Prediction of chemotherapy and targeted treatment responses and their correlation with prognostic markers
We attempted to evaluate the response of the two risk scoring systems to all chemotherapeutic drugs in the Genomics of Drug Sensitivity in Cancer (GDSC) database and identify the applicable drugs that triggered significant inhibition of LNM in early CESC. The LASSO regression analysis was applied to train the prediction model and the structure of the network prediction model in GDSC cell line data of the GDSC database; the prediction accuracy was verified 10 times through cross validation. PF4708671and GW4417556 were significantly different than the IC50 predictive value between the high-risk and low-risk score groups (Figure 7A). Next, we performed a Tumor Immune Dysfunction and Exclusion (TIDE) algorithm to predict the possibility of immune response, however, there was no significant difference between high-risk and low-risk score groups (p = 0.62) (Figure 7B). However, when we compared the profiles of the two risk scoring systems self-defined with published profiles of 47 melanoma patients who responded to immunotherapy by subclass mapping, we observed that the low-risk score group was more promising for responding to the PD-1 treatment (Bonferroni correction p = 0.02) (Figure 7C).

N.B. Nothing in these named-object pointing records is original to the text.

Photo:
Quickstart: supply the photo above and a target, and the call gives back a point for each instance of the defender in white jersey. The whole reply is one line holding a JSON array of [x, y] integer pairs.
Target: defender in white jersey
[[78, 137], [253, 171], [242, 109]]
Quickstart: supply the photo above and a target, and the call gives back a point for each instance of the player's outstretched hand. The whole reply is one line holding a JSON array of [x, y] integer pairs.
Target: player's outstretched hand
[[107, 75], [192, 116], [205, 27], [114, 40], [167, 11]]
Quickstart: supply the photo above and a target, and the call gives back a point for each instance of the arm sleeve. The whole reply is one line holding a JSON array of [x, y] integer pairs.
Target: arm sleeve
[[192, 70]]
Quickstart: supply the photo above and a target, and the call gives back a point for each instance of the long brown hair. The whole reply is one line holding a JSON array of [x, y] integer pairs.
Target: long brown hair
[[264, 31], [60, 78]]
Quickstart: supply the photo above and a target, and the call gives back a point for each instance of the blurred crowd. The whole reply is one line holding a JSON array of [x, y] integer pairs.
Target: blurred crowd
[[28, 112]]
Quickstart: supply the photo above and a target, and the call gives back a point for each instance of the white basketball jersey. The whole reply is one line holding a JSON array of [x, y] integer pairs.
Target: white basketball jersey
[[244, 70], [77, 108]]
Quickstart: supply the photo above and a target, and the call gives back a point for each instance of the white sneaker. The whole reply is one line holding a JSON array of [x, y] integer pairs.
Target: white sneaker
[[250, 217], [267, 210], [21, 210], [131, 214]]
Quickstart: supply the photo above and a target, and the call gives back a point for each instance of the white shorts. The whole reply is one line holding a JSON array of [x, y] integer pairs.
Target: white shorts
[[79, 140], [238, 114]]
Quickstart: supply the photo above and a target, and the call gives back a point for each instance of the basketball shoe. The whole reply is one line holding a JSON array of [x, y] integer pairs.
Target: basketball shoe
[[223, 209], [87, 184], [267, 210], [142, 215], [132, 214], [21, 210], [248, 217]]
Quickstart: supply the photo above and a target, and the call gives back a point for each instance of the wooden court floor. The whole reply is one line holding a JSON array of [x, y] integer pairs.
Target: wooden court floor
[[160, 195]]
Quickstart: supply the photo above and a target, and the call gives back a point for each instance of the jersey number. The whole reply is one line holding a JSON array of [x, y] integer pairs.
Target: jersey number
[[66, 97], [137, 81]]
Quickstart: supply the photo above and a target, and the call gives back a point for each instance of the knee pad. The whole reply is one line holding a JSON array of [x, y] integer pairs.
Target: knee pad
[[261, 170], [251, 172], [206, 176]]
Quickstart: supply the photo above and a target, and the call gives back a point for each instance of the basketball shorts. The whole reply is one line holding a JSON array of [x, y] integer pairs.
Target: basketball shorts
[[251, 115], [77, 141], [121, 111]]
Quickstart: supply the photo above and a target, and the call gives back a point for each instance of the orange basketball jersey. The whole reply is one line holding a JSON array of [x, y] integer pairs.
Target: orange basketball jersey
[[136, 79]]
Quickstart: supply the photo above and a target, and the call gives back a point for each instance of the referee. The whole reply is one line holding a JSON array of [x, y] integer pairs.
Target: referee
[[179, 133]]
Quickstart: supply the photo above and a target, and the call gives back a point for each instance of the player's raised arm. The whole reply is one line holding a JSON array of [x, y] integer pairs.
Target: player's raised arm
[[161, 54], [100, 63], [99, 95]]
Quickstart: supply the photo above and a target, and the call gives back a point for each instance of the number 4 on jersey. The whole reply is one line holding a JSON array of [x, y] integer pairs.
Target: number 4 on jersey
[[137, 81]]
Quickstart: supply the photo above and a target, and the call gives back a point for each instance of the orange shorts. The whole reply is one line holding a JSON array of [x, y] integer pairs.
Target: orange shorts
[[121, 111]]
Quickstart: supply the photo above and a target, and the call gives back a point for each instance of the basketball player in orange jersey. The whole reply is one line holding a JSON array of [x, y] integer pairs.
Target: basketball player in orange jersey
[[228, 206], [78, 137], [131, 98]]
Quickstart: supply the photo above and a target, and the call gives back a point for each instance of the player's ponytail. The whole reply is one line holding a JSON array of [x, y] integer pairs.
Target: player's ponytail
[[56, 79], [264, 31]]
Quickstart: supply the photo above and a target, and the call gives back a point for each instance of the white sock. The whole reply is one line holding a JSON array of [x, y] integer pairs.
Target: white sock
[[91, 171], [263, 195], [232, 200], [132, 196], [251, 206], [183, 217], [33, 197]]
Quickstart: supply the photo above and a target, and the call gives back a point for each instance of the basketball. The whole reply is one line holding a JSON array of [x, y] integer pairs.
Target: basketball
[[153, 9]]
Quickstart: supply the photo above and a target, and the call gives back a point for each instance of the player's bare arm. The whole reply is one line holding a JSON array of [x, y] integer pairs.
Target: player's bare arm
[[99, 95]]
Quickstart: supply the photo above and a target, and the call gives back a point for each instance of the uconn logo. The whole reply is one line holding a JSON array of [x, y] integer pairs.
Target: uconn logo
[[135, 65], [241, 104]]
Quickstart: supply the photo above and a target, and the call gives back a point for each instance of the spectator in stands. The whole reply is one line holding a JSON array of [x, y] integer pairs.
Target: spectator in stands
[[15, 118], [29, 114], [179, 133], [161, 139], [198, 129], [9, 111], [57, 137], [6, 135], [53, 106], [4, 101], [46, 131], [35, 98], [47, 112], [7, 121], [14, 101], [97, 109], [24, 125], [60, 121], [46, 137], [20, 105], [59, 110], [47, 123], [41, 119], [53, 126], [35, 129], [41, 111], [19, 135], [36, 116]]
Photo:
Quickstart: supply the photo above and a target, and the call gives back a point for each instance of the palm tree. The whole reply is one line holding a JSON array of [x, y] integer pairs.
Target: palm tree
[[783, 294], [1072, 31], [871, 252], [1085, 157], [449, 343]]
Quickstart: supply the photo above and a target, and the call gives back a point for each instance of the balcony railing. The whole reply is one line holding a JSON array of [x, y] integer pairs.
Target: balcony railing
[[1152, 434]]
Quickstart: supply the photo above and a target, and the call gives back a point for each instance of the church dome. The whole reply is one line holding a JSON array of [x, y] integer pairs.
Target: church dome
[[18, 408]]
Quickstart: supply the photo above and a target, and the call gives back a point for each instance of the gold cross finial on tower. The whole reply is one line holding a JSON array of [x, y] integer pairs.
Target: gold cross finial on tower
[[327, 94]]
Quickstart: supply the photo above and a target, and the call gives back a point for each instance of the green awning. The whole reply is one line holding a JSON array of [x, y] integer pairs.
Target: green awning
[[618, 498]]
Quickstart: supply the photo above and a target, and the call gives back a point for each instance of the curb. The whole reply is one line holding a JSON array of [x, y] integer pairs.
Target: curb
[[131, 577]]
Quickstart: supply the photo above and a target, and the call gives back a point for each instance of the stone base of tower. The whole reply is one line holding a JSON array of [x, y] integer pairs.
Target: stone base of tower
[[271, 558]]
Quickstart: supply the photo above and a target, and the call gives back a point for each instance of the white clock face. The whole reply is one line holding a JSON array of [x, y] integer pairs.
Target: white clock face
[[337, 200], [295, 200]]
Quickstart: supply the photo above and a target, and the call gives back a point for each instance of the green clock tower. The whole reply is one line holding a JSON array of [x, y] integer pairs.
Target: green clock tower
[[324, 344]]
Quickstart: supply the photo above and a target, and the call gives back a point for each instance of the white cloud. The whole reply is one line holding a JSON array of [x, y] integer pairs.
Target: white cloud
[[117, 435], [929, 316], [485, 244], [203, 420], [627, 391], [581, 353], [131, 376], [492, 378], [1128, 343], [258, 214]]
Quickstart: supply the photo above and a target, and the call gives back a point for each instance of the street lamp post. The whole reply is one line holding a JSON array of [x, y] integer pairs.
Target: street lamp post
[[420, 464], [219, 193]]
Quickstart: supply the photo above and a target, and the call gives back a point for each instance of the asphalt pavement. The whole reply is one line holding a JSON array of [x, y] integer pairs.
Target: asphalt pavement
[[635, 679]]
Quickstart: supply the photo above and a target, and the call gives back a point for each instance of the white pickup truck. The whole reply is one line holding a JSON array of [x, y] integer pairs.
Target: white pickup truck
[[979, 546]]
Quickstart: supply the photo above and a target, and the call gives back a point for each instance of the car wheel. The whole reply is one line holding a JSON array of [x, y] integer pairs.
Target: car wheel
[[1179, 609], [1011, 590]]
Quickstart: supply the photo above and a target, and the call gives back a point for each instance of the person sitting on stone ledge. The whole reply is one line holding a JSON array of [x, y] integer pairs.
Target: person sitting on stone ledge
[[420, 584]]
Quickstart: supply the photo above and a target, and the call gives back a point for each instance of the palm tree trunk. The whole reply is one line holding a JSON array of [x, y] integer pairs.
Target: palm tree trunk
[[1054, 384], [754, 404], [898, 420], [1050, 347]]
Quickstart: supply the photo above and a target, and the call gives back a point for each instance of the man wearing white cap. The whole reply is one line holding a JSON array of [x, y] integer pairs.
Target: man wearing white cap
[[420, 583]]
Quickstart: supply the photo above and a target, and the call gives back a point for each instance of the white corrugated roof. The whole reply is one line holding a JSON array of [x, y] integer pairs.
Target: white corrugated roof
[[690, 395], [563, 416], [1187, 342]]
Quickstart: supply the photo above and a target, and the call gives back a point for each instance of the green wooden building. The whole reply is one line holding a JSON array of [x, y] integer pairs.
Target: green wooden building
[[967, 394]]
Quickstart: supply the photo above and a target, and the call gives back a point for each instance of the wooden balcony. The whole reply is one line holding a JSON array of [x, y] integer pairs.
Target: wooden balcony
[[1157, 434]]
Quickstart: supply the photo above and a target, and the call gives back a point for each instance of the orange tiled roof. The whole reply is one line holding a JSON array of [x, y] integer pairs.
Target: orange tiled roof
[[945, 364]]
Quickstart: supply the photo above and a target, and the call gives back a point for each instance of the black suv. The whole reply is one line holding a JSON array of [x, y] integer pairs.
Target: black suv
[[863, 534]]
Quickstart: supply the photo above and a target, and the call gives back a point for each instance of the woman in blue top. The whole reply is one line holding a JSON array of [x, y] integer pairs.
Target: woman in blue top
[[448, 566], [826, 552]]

Risk coefficient of LNM - relevant lncRNAs and the correlation with clinical features
The LNM- relevant lncRNAs may precisely predict OS of patients with early-stage cervical cancer from TCGA cohort through the univariate and multivariate regression method. A comparison of different clinical variants between high-risk and low-risk score groups is demonstrated in Figure 8A. In addition, we performed risk stratification with age, body mass index, history of tumors, pregnancy, oral contraception, pathological grade, and TMN stage and explored the clinical significance for patients with cervical cancer (Figure 8B, 8C). The LNM- relevant lncRNAs provide important prognosis predictions for patients with CESC. In the Cox regression analysis, tumor stage, pregnancy history, and the number of pregnancies were confirmed to be independent prognostic factors of patients with CESC. For the quantitative prediction of prognosis, we constructed a prediction model containing the independent factors by the training set and developed a nomographic chart (Figure 8D). The calibration curve verified that a good agreement was obtained between the predictive model and desirable model for the prognosis of patients with CESC (Figure 8E, F) between the high-risk and low-risk score groups.